The view from the balcony could be reminiscent of the cover of a Harlequin romance novel. The gentle waves of a blue-green ocean, lapping at the end of a white, sandy beach. I would sit in the comfy cushions of the chaise lounge, hypnotized by the sound of palm trees blowing in the wind, interrupted only by the faint calls of seabirds as they hovered almost motionless in the azure blue sky. In my mind, this picture represents the ultimate scene for a day of relaxation.
If I could only get to that day … I could relax, re-set, and re-charge.
In reality, the most relaxing days I think I’ve ever had were the five days I spent in the hospital after the emergency C-section delivery of my son. Was the first thing about that sentence that shocked you was that I spent five days in the hospital? And not the fact that I had an emergency, life-threatening cesarean section? I KNOW! Back then, they didn’t toss you out when your insurance ran out.

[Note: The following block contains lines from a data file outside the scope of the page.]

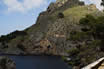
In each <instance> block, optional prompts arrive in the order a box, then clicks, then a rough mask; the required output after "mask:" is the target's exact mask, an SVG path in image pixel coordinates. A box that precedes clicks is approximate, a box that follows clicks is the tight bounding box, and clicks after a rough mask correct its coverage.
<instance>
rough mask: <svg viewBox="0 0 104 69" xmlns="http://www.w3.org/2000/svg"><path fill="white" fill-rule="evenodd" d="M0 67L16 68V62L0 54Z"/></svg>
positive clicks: (4, 67)
mask: <svg viewBox="0 0 104 69" xmlns="http://www.w3.org/2000/svg"><path fill="white" fill-rule="evenodd" d="M0 69H16V64H15V62H14V61H13V60H11V59H10V58H8V57H5V56H0Z"/></svg>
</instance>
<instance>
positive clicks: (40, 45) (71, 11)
mask: <svg viewBox="0 0 104 69" xmlns="http://www.w3.org/2000/svg"><path fill="white" fill-rule="evenodd" d="M94 12H95V13H97V12H98V10H97V9H96V8H93V6H92V5H90V6H86V5H84V3H83V2H80V1H78V0H62V1H61V0H57V2H56V3H51V4H50V6H49V7H48V9H47V11H45V12H42V13H40V15H39V17H38V19H37V22H36V24H34V25H32V26H31V27H29V28H27V29H26V30H24V31H23V32H22V31H20V32H19V31H15V32H13V33H11V34H9V35H7V36H2V38H1V40H2V41H0V51H1V53H6V54H17V55H26V54H34V55H41V54H45V55H66V56H68V54H67V53H66V51H67V50H69V49H72V48H75V47H76V46H77V45H79V44H80V43H75V42H74V41H70V40H68V39H69V36H70V33H71V31H73V30H76V31H77V30H78V31H80V26H78V25H77V24H78V23H79V20H80V19H81V18H82V17H84V16H86V15H87V14H90V13H94ZM60 16H62V17H60ZM16 33H17V34H16ZM7 39H8V40H7ZM82 44H83V43H82Z"/></svg>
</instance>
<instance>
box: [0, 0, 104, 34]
mask: <svg viewBox="0 0 104 69" xmlns="http://www.w3.org/2000/svg"><path fill="white" fill-rule="evenodd" d="M83 1H85V3H86V4H91V3H93V4H96V5H97V8H99V9H100V10H102V7H101V6H100V2H101V0H83ZM51 2H55V0H0V35H6V34H8V33H10V32H13V31H15V30H24V29H25V28H27V27H29V26H31V25H33V24H35V22H36V19H37V17H38V15H39V13H40V12H42V11H45V10H46V8H47V7H48V5H49V4H50V3H51Z"/></svg>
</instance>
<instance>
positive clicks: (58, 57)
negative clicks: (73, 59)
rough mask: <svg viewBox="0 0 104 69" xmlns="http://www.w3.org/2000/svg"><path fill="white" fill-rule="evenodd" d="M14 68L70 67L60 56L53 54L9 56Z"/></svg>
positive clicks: (37, 68) (65, 67)
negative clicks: (35, 55)
mask: <svg viewBox="0 0 104 69" xmlns="http://www.w3.org/2000/svg"><path fill="white" fill-rule="evenodd" d="M9 57H10V58H11V59H12V60H14V61H15V63H16V69H71V68H68V66H67V64H65V63H64V61H63V60H62V59H61V58H60V57H55V56H9Z"/></svg>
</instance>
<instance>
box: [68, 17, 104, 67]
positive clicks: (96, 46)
mask: <svg viewBox="0 0 104 69" xmlns="http://www.w3.org/2000/svg"><path fill="white" fill-rule="evenodd" d="M79 25H80V26H82V28H84V29H87V30H86V31H83V30H82V29H81V31H72V32H71V33H70V41H77V42H84V44H81V45H80V46H79V47H76V48H72V49H71V50H69V51H68V53H69V56H70V57H72V60H71V61H69V62H68V63H69V64H72V65H73V66H76V65H77V64H78V63H79V66H85V65H87V64H89V63H91V62H93V61H95V60H96V59H98V58H99V57H101V56H102V55H103V54H102V53H104V16H99V17H94V16H92V15H87V16H86V17H84V18H82V19H80V21H79ZM90 37H91V38H92V39H91V38H90ZM103 56H104V55H103Z"/></svg>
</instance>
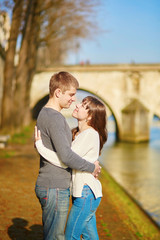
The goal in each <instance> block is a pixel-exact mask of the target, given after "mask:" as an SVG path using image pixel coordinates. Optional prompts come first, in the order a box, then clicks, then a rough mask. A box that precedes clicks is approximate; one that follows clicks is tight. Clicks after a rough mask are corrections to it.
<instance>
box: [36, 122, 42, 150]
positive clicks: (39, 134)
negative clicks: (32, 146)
mask: <svg viewBox="0 0 160 240" xmlns="http://www.w3.org/2000/svg"><path fill="white" fill-rule="evenodd" d="M38 140H41V131H40V130H38V128H37V126H35V128H34V147H36V145H35V143H36V141H38Z"/></svg>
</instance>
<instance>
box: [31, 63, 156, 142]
mask: <svg viewBox="0 0 160 240" xmlns="http://www.w3.org/2000/svg"><path fill="white" fill-rule="evenodd" d="M59 71H68V72H70V73H71V74H73V76H75V77H76V78H77V79H78V81H79V84H80V89H81V90H84V91H87V92H90V93H92V94H94V95H96V96H97V97H99V98H100V99H101V100H103V101H104V103H105V104H106V105H107V106H108V108H109V109H110V110H111V112H112V113H113V116H114V118H115V121H116V132H117V138H118V139H120V140H124V141H131V142H140V141H147V140H149V131H150V126H151V122H152V119H153V116H154V115H157V116H159V117H160V64H130V65H129V64H128V65H126V64H120V65H119V64H118V65H85V66H58V67H54V68H52V69H44V70H43V69H41V70H40V71H37V73H36V75H35V77H34V79H33V83H32V87H31V93H30V106H31V108H32V109H33V108H34V107H35V106H36V105H37V104H38V102H39V101H40V100H42V99H43V98H44V97H46V96H47V95H48V86H49V80H50V77H51V76H52V75H53V74H54V73H55V72H59Z"/></svg>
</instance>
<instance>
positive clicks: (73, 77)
mask: <svg viewBox="0 0 160 240" xmlns="http://www.w3.org/2000/svg"><path fill="white" fill-rule="evenodd" d="M71 87H74V88H75V89H77V88H78V87H79V83H78V81H77V79H76V78H75V77H73V76H72V75H71V74H70V73H68V72H59V73H55V74H54V75H53V76H52V77H51V79H50V83H49V97H53V94H54V91H55V90H56V89H57V88H60V89H61V91H62V92H65V91H67V90H69V89H70V88H71Z"/></svg>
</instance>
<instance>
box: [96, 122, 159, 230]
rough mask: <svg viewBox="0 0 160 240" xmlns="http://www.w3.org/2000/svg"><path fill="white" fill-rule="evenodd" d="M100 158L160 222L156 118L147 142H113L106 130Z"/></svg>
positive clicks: (153, 218)
mask: <svg viewBox="0 0 160 240" xmlns="http://www.w3.org/2000/svg"><path fill="white" fill-rule="evenodd" d="M109 124H111V125H112V124H114V123H113V122H109ZM100 162H101V163H102V165H103V166H104V167H105V168H106V169H107V171H108V172H109V173H110V175H111V176H112V177H113V178H114V179H115V180H116V181H117V182H118V183H119V184H120V185H121V186H122V187H123V188H124V189H125V190H126V191H127V192H128V193H129V194H130V195H131V196H132V197H133V198H134V199H135V200H136V201H137V203H138V204H139V205H140V206H141V207H142V208H143V209H144V210H145V211H146V212H147V214H148V215H150V217H151V218H152V219H153V220H154V221H155V222H156V223H157V225H158V226H160V121H154V122H153V125H152V127H151V131H150V141H149V142H148V143H138V144H135V143H133V144H131V143H124V142H115V132H114V131H113V132H109V137H108V142H107V143H106V144H105V146H104V148H103V151H102V155H101V157H100Z"/></svg>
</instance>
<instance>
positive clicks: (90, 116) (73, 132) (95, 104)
mask: <svg viewBox="0 0 160 240" xmlns="http://www.w3.org/2000/svg"><path fill="white" fill-rule="evenodd" d="M82 103H83V104H84V105H85V106H86V109H88V116H89V117H91V118H90V120H89V121H88V125H89V126H91V127H93V128H94V129H95V130H96V131H97V132H98V133H99V138H100V153H101V150H102V147H103V145H104V143H105V142H106V141H107V138H108V133H107V128H106V126H107V113H106V107H105V105H104V104H103V103H102V102H101V101H100V100H99V99H97V98H95V97H92V96H88V97H85V98H84V99H83V100H82ZM78 130H79V129H78V127H77V128H74V129H72V135H73V140H74V138H75V135H76V133H77V132H78Z"/></svg>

What I remember about those five days is not having to be responsible for anything. I didn’t even have to get out of bed to pee! Too much information? You know that famous saying, “You don’t know what you don’t know.” I knew nothing about how things were supposed to go. I had never been in the hospital, and I had just been presented with a purply and pink screaming baby boy. I should have been scared to death!
Maybe it was the aftereffects of the general anesthesia, but the most incredible thing was that I remember feeling safe, comfortable, and relaxed like never before.
Day six began a thirty-year roller coaster ride on Kingda Ka. Just in case you don’t know, Kingda Ka, which is located in New Jersey, is the tallest roller coaster in the world and the fastest in the U.S. I’ve told you about my love of roller coasters, and I’ve organized thirty years of marriage and parenting as if riding on one. I’ve loved it! My type A personality appreciated that every day was planned, scheduled, and pre-determined … and that I made myself responsible for everything!
Now that my nest is empty and the roller coaster has been taken out of service, I’m experiencing paralysis by analysis. I’m sure I’ve told you that I can’t seem to shake it! Just like the view from the balcony on the Harlequin romance novel cover represents my ideal of the perfect spot to relax, I’m now picturing a white horse in full gallop set against the brilliant orange of a desert sunset with a parchment scroll tied to his billowing mane. This scroll holds the instructions for what’s coming next.
All my researching, investigating, and soul searching have introduced me to so many wonderful and knowledgeable people. Each person offers practical, actionable suggestions. But … and I’ve also said this before … nobody can do it for me. So, I’m going to try embracing another recent suggestion.
You can say it along with me if you need this affirmation, too—New Can Be Good.